The only active player in MLB that played at Wright State is Houston Astros relief pitcher Joe Smith. There are several Raiders in the farm systems of major league teams that could make their mark in the coming years.
WSU’s most well known farmhand is Sean Murphy, the former Raider catcher who was drafted in the third round by the Oakland Athletics in 2016. Murphy was well known for his defensive skills over his offensive skills coming out of college, and that followed him into his first professional season.
He proved doubters wrong in the first half of 2017 when he hit .297 with nine homeruns in just 45 games in Advanced A ball, earning him a promotion to AA, two levels away from MLB. He ultimately struggled with his new team, hitting .209 in his final 53 games.
Nevertheless, Murphy continued to amaze scouts with his defensive skills, and proved his bat can be better than advertised. He even began the year as the fourth best catching prospect in all of baseball according to MLB.com. Murphy will start the 2018 season in AA, giving him a solid chance to make AAA sometime this season, and maybe even a September call-up with the Athletics.
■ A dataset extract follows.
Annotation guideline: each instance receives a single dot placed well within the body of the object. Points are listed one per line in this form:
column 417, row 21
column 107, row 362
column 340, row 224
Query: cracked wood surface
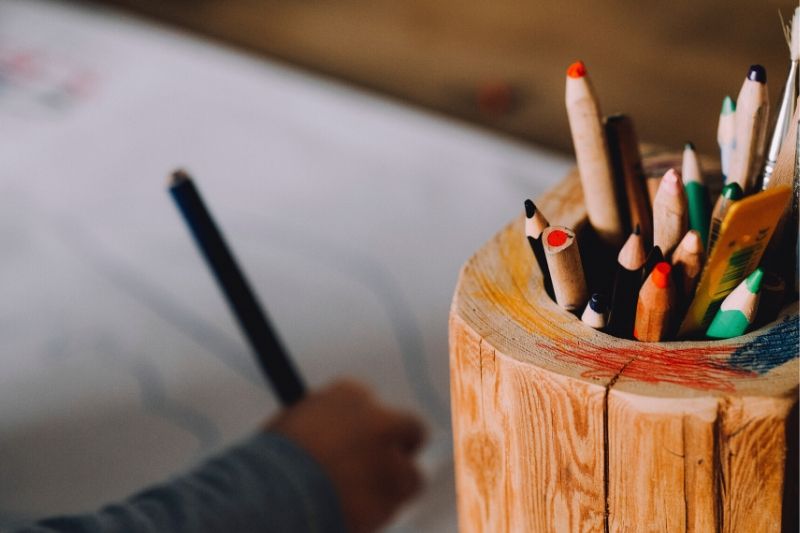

Jesse Scholtens was drafted by the Padres in the ninth round of the 2016 MLB draft, and along with Murphy will begin the season at the AA level.
Between three different levels in 2016, he posted a miniscule 1.69 ERA as a relief pitcher before moving into a starter role for the 2017 season. There, he posted a respectable 3.60 ERA over 25 starts at the A(Full) and A(Adv) levels.
Scholtens will look to crack a Padres rotation that is considered one of the worst in MLB. If Scholtens can continue to provide solid production in the AA and AAA levels this season, he will leave the Padres no choice but to give him a big league call-up in the coming years.
Mitch Roman was also taken in the 2016 MLB draft, but was picked in the twelfth round by the Chicago White Sox as a second baseman.
Roman had a fantastic year in Rookie ball in 2016. He hit .332 with 33 RBI’s and 26 stolen bases in just 67 games. This incredible performance earned him a promotion to A(Full) ball for the 2017 season. Roman took a step back last year by hitting .254 while only stealing eight bases and striking out 120 times in 132 games. The White Sox still thought highly enough of Roman to promote him to A(Adv.) ball for the 2018 season. With a rebound year this season, Roman could find himself right back on track to being a top prospect in the organization.
The first of the Sexton brothers was taken by the Boston Red Sox in the fourteenth round of the 2016 draft. Being a late round draft pick didn’t stop Sexton from producing right away, as he pitched to a 1.80 ERA in his first six professional starts in 2016 Rookie ball. During that season, opposing batters hit just .208 off him.
In 2017, Sexton bounced between being a starter and a relief pitcher, and ultimately ended up
with a 3.86 ERA over 12 starts and 15 apperances out of the bullpen. Sexton seemed to find his grove towards the season’s end, ending with a 1.75 ERA over his final 25 innings of work.
Robby’s brother, Danny Sexton, went undrafted in the 2017 MLB draft, but signed with the Padres shortly after. Danny’s pro debut didn’t go quite as smoothly, as he ended his season in rookie ball with a 6.75 ERA in 30.2 innings.
There were some positive signs however, as he was able to strike out 35 batters over that span, showing he is capable of missing bats at the pro level. More than likely Sexton will begin the season back in Rookie ball for the start of 2018.